A ministra integra diferentes painéis e reuniões ao longo do evento, incluindo o Global Digital Collaboration (GDC), grupo que reúne governos, sociedade civil, organismos internacionais e empresas para discutir soluções digitais. O presidente Luiz Inácio Lula da Silva já participou de edições anteriores do fórum, mas não comparece ao encontro de 2026.
Na abertura do evento, a Oxfam Brasil divulgou um relatório que aponta crescimento superior a 16% na riqueza dos bilionários em 2025. O percentual representa um aumento três vezes maior que a média registrada nos últimos cinco anos.

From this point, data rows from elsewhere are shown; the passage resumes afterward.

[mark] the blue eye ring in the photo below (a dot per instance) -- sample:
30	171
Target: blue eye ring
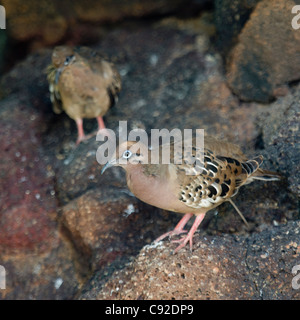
127	154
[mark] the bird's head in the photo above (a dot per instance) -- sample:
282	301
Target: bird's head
128	154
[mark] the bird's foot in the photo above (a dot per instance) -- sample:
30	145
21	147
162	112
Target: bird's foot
170	234
183	241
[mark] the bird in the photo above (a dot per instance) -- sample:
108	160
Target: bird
83	84
171	186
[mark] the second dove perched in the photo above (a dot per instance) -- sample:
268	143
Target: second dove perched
83	84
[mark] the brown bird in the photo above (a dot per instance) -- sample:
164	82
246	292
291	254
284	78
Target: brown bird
83	84
172	187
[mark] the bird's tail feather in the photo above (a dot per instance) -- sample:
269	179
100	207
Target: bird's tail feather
266	175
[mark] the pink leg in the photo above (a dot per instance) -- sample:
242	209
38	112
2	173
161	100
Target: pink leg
189	236
101	124
81	135
178	229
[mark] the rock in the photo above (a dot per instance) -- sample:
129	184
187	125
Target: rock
267	55
227	267
108	224
47	23
230	18
35	276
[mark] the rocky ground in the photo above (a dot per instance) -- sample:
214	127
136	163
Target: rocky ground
67	232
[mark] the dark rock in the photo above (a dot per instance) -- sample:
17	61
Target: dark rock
258	64
171	79
230	18
47	23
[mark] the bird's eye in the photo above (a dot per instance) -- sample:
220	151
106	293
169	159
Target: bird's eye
127	154
68	60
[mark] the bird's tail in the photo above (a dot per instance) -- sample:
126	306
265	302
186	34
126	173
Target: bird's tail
252	167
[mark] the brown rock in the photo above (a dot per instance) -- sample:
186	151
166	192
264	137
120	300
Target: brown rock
107	224
267	54
223	267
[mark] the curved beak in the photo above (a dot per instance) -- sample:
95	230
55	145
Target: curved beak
109	164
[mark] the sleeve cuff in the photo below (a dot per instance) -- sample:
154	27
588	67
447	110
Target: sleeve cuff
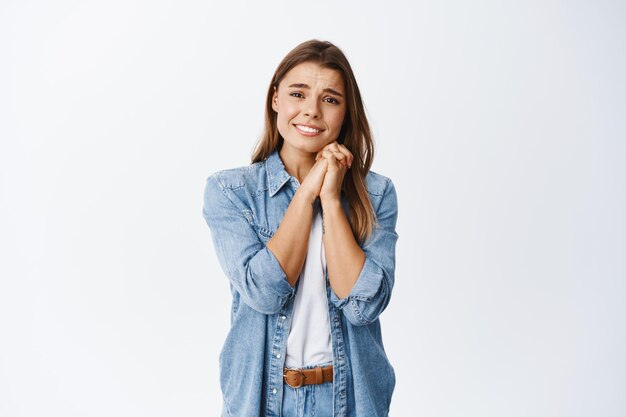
366	287
271	270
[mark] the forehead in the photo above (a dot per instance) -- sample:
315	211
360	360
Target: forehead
314	75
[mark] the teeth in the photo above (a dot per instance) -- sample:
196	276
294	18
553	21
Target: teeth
307	129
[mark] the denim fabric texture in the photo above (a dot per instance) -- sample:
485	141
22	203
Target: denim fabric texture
243	207
308	400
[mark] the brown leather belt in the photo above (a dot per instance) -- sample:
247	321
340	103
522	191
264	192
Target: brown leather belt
296	378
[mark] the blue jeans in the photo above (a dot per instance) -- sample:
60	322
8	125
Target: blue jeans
308	400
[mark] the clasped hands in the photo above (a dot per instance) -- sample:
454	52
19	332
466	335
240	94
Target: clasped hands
326	176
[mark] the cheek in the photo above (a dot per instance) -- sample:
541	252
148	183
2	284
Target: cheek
337	118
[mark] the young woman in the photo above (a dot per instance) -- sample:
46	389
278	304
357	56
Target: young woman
306	235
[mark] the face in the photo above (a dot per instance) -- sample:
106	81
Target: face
310	107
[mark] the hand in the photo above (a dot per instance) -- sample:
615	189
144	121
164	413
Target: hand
339	161
312	183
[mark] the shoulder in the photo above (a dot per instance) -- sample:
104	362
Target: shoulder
247	175
377	184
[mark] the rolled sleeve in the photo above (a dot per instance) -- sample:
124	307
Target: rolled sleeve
371	293
252	269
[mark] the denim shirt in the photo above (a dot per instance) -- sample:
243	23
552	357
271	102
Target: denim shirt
243	207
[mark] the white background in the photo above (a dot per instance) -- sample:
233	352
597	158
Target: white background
502	125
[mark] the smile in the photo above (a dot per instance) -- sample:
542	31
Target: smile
307	129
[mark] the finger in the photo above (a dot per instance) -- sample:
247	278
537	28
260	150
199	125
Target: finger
332	159
346	151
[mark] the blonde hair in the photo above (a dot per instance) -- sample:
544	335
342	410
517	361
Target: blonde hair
355	132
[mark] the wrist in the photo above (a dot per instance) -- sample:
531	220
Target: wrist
304	195
329	201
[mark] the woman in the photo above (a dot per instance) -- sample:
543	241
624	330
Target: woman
306	235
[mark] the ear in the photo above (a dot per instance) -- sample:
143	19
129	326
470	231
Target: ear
275	100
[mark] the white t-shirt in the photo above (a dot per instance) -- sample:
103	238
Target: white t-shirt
309	341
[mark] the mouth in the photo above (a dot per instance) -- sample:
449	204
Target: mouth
308	130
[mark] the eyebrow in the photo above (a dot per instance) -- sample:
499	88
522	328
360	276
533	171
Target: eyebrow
326	90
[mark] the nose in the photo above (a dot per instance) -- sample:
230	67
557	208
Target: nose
312	109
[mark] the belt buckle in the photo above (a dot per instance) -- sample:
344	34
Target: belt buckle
298	370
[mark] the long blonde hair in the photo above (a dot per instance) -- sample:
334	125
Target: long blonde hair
355	132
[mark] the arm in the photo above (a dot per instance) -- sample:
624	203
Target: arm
344	257
290	242
370	292
252	269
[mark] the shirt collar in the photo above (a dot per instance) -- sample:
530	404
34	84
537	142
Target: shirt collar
277	176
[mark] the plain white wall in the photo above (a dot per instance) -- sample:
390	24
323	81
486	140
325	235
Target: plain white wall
501	123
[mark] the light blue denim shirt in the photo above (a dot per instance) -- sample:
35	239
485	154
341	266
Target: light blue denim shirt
243	208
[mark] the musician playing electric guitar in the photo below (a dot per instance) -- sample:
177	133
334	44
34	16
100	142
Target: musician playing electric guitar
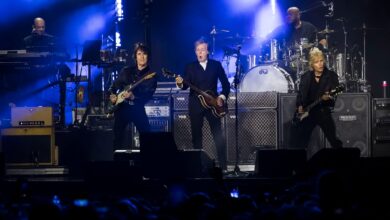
204	74
315	85
130	103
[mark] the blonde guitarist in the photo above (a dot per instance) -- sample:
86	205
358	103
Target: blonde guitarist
316	87
204	74
134	87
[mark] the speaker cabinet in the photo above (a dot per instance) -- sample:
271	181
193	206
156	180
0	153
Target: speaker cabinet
256	129
352	116
29	146
381	127
183	138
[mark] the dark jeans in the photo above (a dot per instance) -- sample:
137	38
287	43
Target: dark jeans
321	117
196	117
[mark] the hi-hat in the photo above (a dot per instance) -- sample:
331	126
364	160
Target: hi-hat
218	31
326	31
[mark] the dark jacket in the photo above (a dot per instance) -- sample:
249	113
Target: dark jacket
129	75
329	81
206	79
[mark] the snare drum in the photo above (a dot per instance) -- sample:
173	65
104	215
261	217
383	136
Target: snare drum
265	78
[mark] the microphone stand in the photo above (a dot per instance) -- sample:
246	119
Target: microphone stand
363	79
236	171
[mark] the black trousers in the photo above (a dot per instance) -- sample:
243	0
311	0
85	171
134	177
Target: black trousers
123	117
197	115
321	117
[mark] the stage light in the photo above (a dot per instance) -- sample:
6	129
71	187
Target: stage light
242	5
267	19
118	42
119	10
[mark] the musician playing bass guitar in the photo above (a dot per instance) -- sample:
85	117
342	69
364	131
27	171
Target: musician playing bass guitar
316	84
132	109
204	75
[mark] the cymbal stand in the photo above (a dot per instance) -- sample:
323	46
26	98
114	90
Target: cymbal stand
236	172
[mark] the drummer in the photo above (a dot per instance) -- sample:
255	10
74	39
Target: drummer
297	32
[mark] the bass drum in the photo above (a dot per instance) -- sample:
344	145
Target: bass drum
266	78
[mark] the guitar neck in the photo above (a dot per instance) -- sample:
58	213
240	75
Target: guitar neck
309	107
196	89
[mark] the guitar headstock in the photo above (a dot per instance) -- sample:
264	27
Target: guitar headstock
150	75
339	89
167	73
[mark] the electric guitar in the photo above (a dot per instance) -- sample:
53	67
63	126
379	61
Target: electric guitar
299	117
128	88
207	98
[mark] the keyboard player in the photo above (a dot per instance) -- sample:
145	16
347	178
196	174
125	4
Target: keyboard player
39	40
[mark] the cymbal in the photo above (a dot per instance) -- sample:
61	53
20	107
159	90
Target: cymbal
368	29
304	46
218	31
237	38
326	31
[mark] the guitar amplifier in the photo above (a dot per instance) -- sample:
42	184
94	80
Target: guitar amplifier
31	116
29	146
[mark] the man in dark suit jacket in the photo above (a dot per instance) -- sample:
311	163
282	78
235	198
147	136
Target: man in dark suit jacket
204	74
316	84
39	40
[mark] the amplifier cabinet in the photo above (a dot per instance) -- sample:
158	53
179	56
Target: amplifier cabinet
257	129
31	116
352	116
381	127
29	146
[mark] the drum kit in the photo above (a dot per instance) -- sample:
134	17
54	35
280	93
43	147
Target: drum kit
274	66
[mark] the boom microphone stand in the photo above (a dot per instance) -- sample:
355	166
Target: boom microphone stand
236	172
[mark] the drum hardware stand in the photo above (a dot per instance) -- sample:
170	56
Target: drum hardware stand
236	171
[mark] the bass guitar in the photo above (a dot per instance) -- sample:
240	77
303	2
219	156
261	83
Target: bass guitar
207	98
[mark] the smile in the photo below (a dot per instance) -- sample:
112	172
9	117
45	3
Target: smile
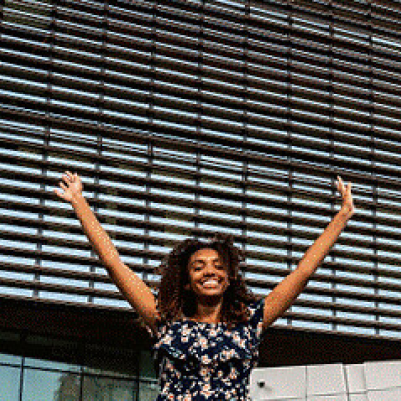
210	283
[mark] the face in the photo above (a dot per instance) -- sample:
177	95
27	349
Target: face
208	277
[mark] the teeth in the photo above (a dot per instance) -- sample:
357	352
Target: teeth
210	282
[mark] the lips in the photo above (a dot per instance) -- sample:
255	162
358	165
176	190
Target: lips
210	283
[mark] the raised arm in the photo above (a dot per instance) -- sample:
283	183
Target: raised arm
137	293
286	292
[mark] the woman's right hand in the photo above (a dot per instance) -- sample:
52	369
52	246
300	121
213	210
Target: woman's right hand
72	187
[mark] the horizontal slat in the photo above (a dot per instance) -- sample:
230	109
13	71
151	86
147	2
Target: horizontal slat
283	96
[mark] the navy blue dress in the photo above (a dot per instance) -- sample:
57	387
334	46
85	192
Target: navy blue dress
206	361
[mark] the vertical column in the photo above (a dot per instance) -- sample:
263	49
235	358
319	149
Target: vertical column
199	120
332	154
150	145
245	172
289	141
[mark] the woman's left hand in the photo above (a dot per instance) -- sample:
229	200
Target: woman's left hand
347	207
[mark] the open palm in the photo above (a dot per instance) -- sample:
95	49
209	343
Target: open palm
72	186
348	203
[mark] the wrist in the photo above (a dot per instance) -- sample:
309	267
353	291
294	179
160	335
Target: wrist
345	214
76	198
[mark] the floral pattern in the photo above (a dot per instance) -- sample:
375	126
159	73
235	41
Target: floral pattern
206	361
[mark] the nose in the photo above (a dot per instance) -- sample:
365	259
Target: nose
210	269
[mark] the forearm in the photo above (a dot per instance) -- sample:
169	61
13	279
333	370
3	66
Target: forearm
97	236
321	247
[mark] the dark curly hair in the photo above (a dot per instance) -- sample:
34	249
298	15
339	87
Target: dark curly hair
175	302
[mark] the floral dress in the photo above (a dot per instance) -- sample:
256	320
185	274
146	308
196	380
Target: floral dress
206	361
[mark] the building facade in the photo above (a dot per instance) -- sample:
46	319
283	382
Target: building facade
184	118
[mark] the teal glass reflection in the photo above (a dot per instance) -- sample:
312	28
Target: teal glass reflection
41	385
9	383
107	389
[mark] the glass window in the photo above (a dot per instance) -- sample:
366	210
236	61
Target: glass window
9	383
108	389
42	385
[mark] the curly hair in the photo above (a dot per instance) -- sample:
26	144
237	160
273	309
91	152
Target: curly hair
175	302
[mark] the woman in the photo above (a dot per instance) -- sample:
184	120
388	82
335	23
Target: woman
205	323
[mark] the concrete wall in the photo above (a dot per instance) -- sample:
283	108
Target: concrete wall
370	381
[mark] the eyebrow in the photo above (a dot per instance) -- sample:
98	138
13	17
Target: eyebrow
202	261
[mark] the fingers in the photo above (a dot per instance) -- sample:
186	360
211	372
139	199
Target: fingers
341	187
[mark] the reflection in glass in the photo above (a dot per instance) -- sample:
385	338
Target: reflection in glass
107	389
9	383
41	385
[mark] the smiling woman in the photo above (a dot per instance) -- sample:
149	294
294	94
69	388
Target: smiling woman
206	325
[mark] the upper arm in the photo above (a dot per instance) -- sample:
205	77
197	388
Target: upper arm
283	296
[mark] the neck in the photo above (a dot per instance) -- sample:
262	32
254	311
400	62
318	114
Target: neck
208	313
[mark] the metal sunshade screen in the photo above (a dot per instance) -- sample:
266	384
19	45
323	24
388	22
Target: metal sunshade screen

Com isso, o patrimônio total desse grupo alcançou US$ 18,3 trilhões, o maior nível da história.
O estudo destaca que, desde 2020, os bilionários ampliaram sua riqueza em 81%, enquanto uma em cada quatro pessoas enfrenta insegurança alimentar de forma recorrente e quase metade da população mundial vive em situação de pobreza. Segundo o relatório, o crescimento coletivo de US$ 2,5 trilhões entre 2024 e 2025 seria suficiente para erradicar a pobreza extrema 26 vezes.